Me senté en el sillón acolchado que había ante su escritorio, mientras él acababa una conversación telefónica. Glenn tenía unos cinco años más que yo. Cuando entré en el Rocky, diez años atrás, él era uno de los reporteros estrella, como yo ahora. Pero, finalmente, entró a formar parte de la dirección. Ahora iba siempre de traje, tenía sobre la mesa una de esas estatuillas de un futbolista de los Broncos que movía la cabeza, pasaba más tiempo al teléfono que en cualquier otra actividad y estaba siempre atento a los vientos políticos que soplaban desde la oficina central de la empresa en Cincinnati.

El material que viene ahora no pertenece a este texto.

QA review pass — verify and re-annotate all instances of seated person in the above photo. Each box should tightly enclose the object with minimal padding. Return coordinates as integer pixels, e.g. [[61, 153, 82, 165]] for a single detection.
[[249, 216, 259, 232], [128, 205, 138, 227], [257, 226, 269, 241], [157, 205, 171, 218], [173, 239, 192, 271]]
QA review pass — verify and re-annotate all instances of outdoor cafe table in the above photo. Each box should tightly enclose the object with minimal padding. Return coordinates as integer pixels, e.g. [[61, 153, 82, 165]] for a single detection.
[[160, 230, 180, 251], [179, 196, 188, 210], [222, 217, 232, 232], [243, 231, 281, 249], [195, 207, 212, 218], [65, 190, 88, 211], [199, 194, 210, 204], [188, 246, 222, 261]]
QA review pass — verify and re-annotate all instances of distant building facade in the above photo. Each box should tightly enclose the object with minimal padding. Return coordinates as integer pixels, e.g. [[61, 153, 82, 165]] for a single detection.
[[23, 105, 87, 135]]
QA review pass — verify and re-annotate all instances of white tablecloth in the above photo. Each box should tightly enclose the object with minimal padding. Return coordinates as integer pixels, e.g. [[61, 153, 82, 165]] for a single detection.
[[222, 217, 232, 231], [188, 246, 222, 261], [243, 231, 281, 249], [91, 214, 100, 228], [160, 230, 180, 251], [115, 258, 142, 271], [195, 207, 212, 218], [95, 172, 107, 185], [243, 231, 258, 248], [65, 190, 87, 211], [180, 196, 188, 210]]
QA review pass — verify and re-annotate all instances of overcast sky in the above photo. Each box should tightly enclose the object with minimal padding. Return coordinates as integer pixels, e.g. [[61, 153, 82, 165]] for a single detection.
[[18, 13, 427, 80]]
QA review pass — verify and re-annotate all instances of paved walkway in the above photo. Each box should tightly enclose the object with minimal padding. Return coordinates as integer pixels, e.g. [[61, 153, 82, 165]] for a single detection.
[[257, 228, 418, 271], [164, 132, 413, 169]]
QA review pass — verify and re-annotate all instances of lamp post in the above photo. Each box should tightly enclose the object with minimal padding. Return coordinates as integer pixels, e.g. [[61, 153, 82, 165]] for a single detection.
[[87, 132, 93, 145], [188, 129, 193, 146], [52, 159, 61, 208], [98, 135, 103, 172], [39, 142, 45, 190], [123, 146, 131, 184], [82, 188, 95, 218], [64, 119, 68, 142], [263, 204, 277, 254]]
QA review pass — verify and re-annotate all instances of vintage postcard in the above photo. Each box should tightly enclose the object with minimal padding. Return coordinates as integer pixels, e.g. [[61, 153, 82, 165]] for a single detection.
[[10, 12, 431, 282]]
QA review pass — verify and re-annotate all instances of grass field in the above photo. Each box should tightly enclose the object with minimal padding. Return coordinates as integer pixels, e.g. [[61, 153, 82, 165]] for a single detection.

Era un cuarentón con barriga, mujer, dos hijos y un buen sueldo que no alcanzaba para comprar una casa en el barrio en el que su esposa quería vivir. Me lo había contado todo tomando una cerveza en el Wynkoop, la única noche que habíamos salido juntos en los últimos cuatro años.
Clavadas en una pared del despacho de Glenn estaban las portadas de los últimos siete días. Lo primero que hacía cada día era quitar la más antigua y poner la última. Supongo que lo hacía para seguir el rastro de las noticias y la continuidad de su cobertura. O quizá porque, como ya no firmaba nunca nada, el poner las páginas allí era un modo de recordarse a sí mismo que era el responsable. Glenn colgó el teléfono y me miró.
– Gracias por venir -me dijo-. Sólo quería decirte otra vez que siento lo de tu hermano. Y que si quieres tomarte más tiempo, no hay ningún problema. Nos apañaremos.